IUENNA
openIng the soUthErn jauNtal as a micro-regioN for future Archaeology
Project Overview
IUENNA was an innovative initiative that advanced digital methods in Austrian archaeology. By addressing complex cultural-historical questions, actively shaping Digital Humanities in Classical Studies, and ensuring long-term preservation of cultural heritage, IUENNA fostered sustainable knowledge management.
The project focused on the archaeological micro-region of the Jauntal (Carinthia, Austria) and was funded by the Austrian Academy of Sciences' Go!Digital 3.0 program.
Project Leadership
The IUENNA project was coordinated by Dr. Dominik Hagmann (kärnten.museum) and Dipl.-Ing. Franziska Waldhart (Austrian Archaeological Institute, Austrian Academy of Sciences).
Activating Legacy Data: The Curation Workflow
Archaeological documentation is often distributed across fragmented physical archives, legacy databases, and obsolete digital formats. The IUENNA project addressed this challenge by developing a reproducible, staged curation framework. Instead of creating new primary data, the project focused on systematizing and safeguarding existing holdings, converting them from passive storage into an active, citable research infrastructure.
Through a standardized process of provenance appraisal, folder reorganization, file-name normalization, and spatial validation, diverse analogue and digital resources were brought into a common, structured framework. By depositing this consolidated corpus in A Resource Centre for the HumanitiEs (ARCHE), the project ensures the long-term preservation and digital durability of these micro-regional archaeological records.
Curation Workflow
- Inventory and selection of available source materials
- Normalization of folder structures
- Standardization of file names
- Metadata drafting and harmonization
- ARCHE repository deposition
- Publication of web-mapping discovery layers
IUENNA Collection Dashboard
Live metrics reflecting the curated collection resources, derived from the openly accessible geodata.
Status: 2025-04-04 (Updated: 2026-06-14)
Subjects (n = 0)
Distribution of different categories (subjects) across all resources.
Coverage (Locations) (n = 0)
Distribution of all resources across different spatial locations.
File Formats (n = 0)
Breakdown of file types (e.g., .tif, .jpg, .gpkg) used in the dataset across all resources.
IUENNA Collection Details
The IUENNA collection was the first initiative of its kind in Austria, consolidating research spanning far over 100 years from more than 200 archaeological sites, primarily (but not exclusively) in the Jauntal/Podjuna Valley, Carinthia. In the course of the IUENNA project, every feasible effort was made to digitize and preserve as much available material as possible. This included over 20,000 items—excavation reports, geophysical surveys, 3D models, and retro-digitized archives—ensuring their long-term accessibility for future research.

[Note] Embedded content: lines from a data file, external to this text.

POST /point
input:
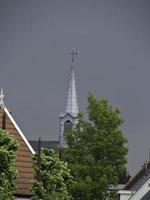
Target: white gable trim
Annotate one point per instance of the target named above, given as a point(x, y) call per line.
point(19, 130)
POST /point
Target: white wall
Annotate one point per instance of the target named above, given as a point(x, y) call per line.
point(125, 195)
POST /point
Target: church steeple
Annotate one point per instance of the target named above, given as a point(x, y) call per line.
point(1, 98)
point(68, 119)
point(72, 101)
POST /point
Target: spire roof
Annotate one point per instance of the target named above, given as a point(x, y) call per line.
point(1, 98)
point(72, 100)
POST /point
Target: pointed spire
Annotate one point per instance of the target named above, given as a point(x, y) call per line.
point(72, 100)
point(1, 97)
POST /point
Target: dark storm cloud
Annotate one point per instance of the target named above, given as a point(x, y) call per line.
point(112, 38)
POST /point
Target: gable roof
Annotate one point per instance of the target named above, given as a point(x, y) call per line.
point(44, 144)
point(23, 162)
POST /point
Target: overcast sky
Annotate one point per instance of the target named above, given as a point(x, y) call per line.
point(112, 39)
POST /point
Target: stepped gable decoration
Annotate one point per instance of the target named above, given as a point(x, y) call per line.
point(24, 154)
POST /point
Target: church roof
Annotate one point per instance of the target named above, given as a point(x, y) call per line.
point(72, 100)
point(24, 154)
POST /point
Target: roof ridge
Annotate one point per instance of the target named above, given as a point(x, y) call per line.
point(19, 130)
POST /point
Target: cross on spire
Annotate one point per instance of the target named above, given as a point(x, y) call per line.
point(1, 97)
point(73, 53)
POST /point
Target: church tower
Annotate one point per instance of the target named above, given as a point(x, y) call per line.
point(68, 119)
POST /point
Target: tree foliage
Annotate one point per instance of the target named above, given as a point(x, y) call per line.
point(53, 177)
point(8, 173)
point(96, 151)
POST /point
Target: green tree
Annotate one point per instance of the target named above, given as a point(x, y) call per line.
point(8, 173)
point(53, 177)
point(96, 152)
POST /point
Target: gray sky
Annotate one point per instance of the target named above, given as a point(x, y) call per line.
point(112, 39)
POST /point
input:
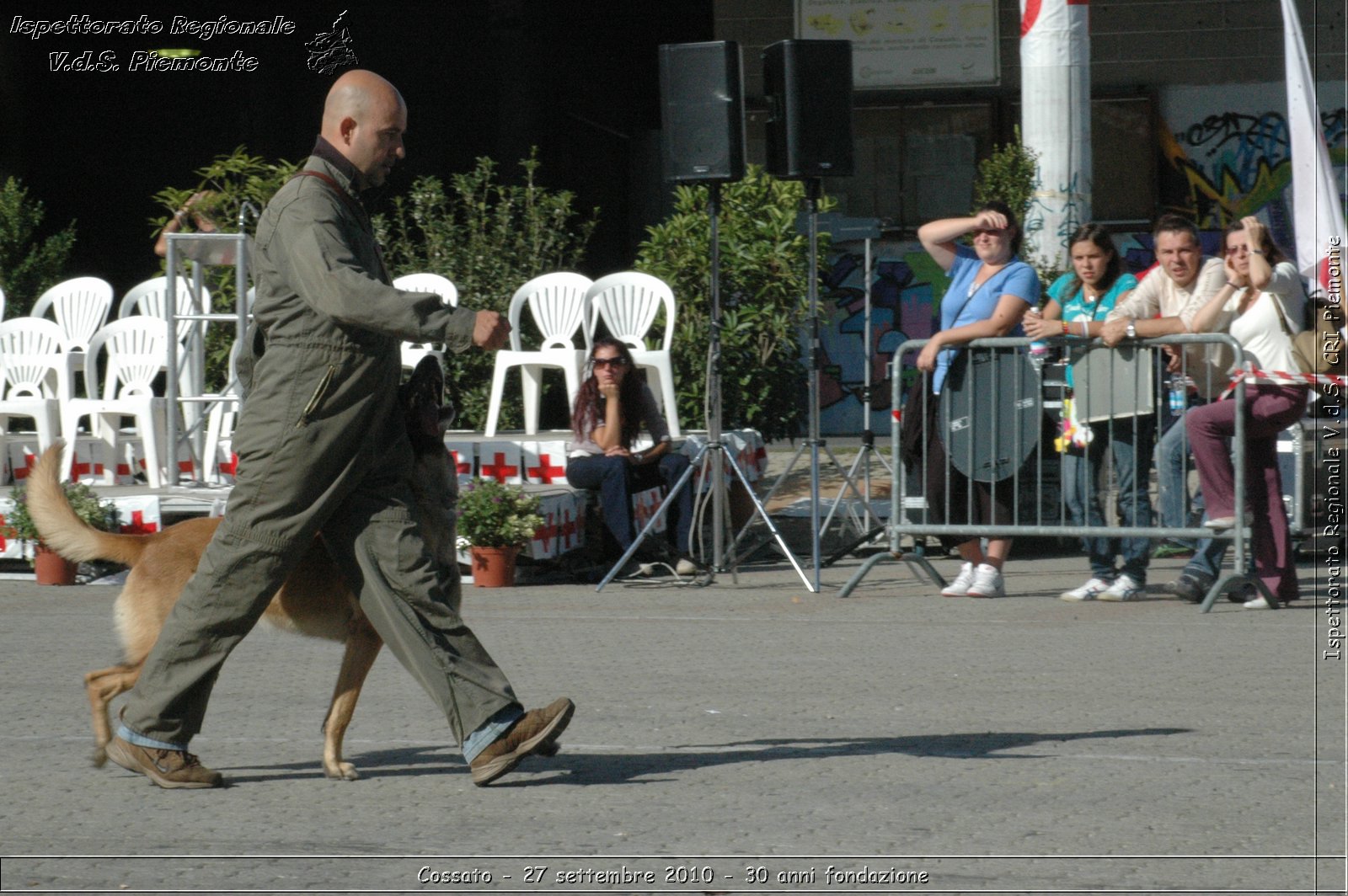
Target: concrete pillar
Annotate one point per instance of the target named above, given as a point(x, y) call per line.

The data is organized into six semantically defined subcollections: Hemmaberg (HB), Globasnitz (GLO), Jaunstein (JAU), Sankt Stefan (STE), Jauntal (TAL), and Retrodigitalisate (RET). These subcollections feature a detailed and reusable file folder structure for comprehensive data management. Each resource is enriched with freely accessible, globally available, detailed, machine-readable metadata in adherence to the FAIR and CARE principles.
Project Framework
The IUENNA project was a collaboration among:
- State Museum for Carinthia (kärnten.museum)
- Austrian Archaeological Institute (ÖAI)

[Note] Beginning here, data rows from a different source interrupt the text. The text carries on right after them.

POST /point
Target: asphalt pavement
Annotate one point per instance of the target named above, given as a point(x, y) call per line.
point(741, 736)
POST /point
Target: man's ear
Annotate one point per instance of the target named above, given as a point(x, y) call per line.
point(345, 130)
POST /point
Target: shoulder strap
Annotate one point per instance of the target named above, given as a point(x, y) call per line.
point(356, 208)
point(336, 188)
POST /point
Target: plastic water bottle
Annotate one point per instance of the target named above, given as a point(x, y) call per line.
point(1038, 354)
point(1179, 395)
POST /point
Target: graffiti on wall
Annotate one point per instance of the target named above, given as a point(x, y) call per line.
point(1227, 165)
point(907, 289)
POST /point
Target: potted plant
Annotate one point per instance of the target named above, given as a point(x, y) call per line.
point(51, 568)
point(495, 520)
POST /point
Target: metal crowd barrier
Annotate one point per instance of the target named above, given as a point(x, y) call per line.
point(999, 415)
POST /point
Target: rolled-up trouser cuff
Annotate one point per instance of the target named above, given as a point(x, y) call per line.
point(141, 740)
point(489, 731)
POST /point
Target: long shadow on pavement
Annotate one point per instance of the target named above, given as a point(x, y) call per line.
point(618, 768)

- Austrian Center for Digital Humanities and Cultural Heritage (ACDH-CH)
- Federal Monuments Authority (BDA)
- ARDIG – Archäologischer Dienst GesmbH
IUENNA established a model for sustainable, open archaeological data management in the Digital Humanities.
Collaborative Artificial Intelligence & Web Development
The creation and continuous optimization of this web presence were realized using modern Generative AI (GenAI) tools, specifically Large Language Models (LLMs), and pioneering development paradigms such as Vibe Coding. In this approach, humans act as creative directors collaborating with AI systems and LLMs to build complex code architectures efficiently, bypassing manual routine programming.
The agentic AI coding assistant framework Google Antigravity (powered by LLMs such as Gemini 3.5 Flash and Claude Opus 4.6) served as the technical backbone. Operating as an autonomous co-pilot, Antigravity analyzed the repository, designed the unified styling system, and carried out the technical consolidation of the web pages. Additionally, the custom GPT IUENNA Refiner (powered by the ChatGPT 5.5 Instant) was developed as a specialized, domain-specific assistant to clean, format, and validate the underlying archaeological metadata and GeoJSON structures, ensuring consistency across all integrated geodata resources. This synergy between archaeological expertise and agentic AI support showcases new, future-oriented workflows in the Digital Humanities.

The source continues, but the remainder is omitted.